MotherforkingShirtballs · 18/06/2018 23:54

The disparity in provision for female health is abhorrent

DH went to ask about a vasectomy after last DC was born. He was asked "what if there was a horrible accident where your wife and children died then you meet someone new and she wants children?" DH told them that if this horrible accident happened he would be killing himself as soon as possible and following us rather than finding a new wife. No further discussion or persuasion, he was referred and two weeks later snipped.

Meanwhile my friend, four DC, lives in the same health Trust, adamant she wants no more children as the last was unplanned and her DH has two from a previous marriage so their hands are very much full. She went to the GP (same bloody GP as DH) and asked to be referred for sterilisation. GP refused as "what if your husband wants another in a few years?" and "what if you split up and your new partner wants a baby that is his rather than only yours?" and then the kicker "you'll be laid up for a few days after the surgery, who will look after the children?"

It's shit.

LuckyJH · 20/06/2018 16:09

I am like you - hormonal contraceptives of any kind send me loopy.

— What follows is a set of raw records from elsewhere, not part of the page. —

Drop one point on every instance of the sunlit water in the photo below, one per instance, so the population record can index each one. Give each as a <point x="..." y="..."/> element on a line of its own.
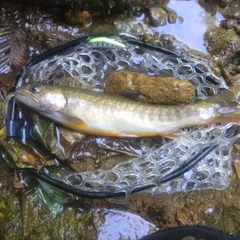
<point x="195" y="22"/>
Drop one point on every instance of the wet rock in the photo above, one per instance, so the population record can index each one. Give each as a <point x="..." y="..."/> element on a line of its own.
<point x="232" y="10"/>
<point x="13" y="50"/>
<point x="231" y="24"/>
<point x="158" y="16"/>
<point x="78" y="17"/>
<point x="164" y="90"/>
<point x="222" y="43"/>
<point x="237" y="167"/>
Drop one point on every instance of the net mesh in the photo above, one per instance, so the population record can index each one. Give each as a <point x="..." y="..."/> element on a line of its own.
<point x="87" y="66"/>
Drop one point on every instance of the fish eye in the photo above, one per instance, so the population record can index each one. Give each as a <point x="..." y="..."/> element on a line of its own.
<point x="34" y="89"/>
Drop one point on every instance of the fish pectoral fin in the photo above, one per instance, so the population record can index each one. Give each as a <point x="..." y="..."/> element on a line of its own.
<point x="173" y="135"/>
<point x="73" y="122"/>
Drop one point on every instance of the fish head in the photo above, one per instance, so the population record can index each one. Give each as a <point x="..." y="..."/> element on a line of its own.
<point x="43" y="98"/>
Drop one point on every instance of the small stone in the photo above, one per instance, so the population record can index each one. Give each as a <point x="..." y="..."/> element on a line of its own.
<point x="237" y="167"/>
<point x="158" y="16"/>
<point x="161" y="90"/>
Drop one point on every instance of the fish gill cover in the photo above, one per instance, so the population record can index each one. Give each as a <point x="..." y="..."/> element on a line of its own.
<point x="87" y="66"/>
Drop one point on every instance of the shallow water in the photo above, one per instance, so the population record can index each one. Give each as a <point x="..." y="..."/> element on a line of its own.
<point x="162" y="210"/>
<point x="195" y="22"/>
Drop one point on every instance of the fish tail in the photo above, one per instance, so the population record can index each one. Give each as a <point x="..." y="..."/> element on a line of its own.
<point x="226" y="105"/>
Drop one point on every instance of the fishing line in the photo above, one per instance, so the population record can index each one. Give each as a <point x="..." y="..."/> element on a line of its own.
<point x="108" y="194"/>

I have had the copper coil fitted for a year now and love it. I do have one day with 3 or 4 bits of cramping (nothing major, maybe every 3rd month it may be bad enough to get some painkillers, but mostly goes away without needing them). It is a side-effect I am happy to take though as I get hormone-free hassle free contraception.

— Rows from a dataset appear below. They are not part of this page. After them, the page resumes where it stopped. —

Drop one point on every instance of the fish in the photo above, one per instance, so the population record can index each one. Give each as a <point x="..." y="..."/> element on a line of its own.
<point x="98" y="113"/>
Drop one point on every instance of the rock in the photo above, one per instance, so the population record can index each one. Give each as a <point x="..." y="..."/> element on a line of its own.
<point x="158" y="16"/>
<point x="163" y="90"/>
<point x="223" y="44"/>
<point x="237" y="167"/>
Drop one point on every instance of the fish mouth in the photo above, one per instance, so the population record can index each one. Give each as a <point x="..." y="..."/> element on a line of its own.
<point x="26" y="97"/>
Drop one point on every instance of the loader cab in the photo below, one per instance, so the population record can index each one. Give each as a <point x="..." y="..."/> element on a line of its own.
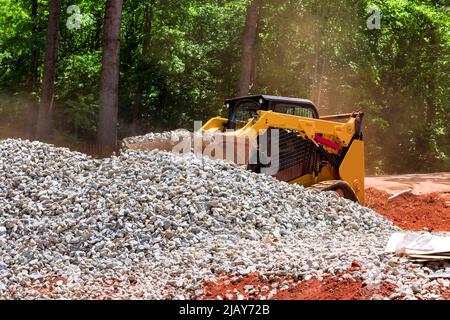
<point x="241" y="110"/>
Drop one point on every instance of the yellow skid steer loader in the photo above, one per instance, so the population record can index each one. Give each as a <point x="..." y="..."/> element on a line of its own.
<point x="324" y="153"/>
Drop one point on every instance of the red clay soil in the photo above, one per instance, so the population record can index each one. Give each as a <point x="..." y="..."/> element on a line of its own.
<point x="429" y="212"/>
<point x="330" y="288"/>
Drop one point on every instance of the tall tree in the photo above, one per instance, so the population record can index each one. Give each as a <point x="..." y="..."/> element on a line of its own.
<point x="32" y="104"/>
<point x="248" y="42"/>
<point x="144" y="62"/>
<point x="109" y="85"/>
<point x="44" y="125"/>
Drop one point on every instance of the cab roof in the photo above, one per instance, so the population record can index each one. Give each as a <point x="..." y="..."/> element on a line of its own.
<point x="268" y="99"/>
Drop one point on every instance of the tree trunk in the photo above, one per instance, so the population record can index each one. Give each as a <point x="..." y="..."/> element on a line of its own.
<point x="109" y="84"/>
<point x="137" y="106"/>
<point x="44" y="125"/>
<point x="32" y="105"/>
<point x="248" y="41"/>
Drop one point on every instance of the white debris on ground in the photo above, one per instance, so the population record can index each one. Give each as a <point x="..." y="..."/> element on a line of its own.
<point x="156" y="225"/>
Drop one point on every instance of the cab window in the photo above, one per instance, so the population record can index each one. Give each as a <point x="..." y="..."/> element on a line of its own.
<point x="293" y="110"/>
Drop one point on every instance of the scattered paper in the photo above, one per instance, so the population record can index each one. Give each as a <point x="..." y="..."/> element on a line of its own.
<point x="419" y="246"/>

Chesntoots · 20/06/2018 20:53

I'm excited because I'm due to have my ablation and sterilisation tomorrow!

Another poster has reminded me of the conversation I had with the (female) doctor that went along the lines of:
Dr: do you have a partner?
Me: why?
Dr: we need to make sure he is on board with the procedure...

Needless to say, I don't think my response was exactly what she was used to. It went along the lines of "I'm sorry, are you saying that in 2017 a 44 year old woman has to get a man's permission to sort out her periods?"...surprisingly all of a sudden her attitude changed.

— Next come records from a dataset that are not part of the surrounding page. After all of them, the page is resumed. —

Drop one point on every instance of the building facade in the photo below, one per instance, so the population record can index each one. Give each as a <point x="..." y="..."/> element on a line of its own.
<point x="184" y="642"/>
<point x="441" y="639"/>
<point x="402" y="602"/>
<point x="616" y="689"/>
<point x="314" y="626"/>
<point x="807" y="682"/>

This was after she had spoken to a male consultant that I heard tell her that I would have to have the coil fitted first. There was no way that was going to happen. I was very adamant. I told her (quite loudly so he could hear in the next room) that I was pretty sure if a man had been bleeding out of his penis constantly for six months, I'm sure something would have been done by now.

Sorry for the rant. It's very outing! But I am a strong minded and confident woman and it annoys the hell out of me that we have to go through all this and if I were less confident or English was not my first language or I had mental health issues, I would still be being fobbed off and treated like a silly hormonal woman that doesn't know her own mind.

And breathe.....

JacquesHammer · 20/06/2018 21:28

@Cesntoots I’m really glad you’re getting your procedure.

But I disagree with the fact you’ve got it because you’re “strong and confident”. I am too. Im currently taking legal advice to push further, but it doesn’t matter HOW confident you are if the practice rules are “no”.

Chesntoots · 20/06/2018 22:26

Jacques, I might just have been lucky that they backed down, but I still think they would have fobbed me off if I hadn't been so pushy.

They've been fobbing me off for 20 years so I guess I should be used to it!

It's shocking that you are having to go down that route and I do hope that you get the result you want. The whole process is depressing and women should not have to go to these lengths.

FrangipaniBlue · 20/06/2018 23:12

Endometriosis
Mottling on my womb
Erosion of my cervix
HPV and abnormal cells from my smear
Mum died from cancer

But apparently I'm not a high enough risk and too young (at 37) for a hysterectomy.

Sorry OP I can't help, but if you ever get an answer I'd love to know!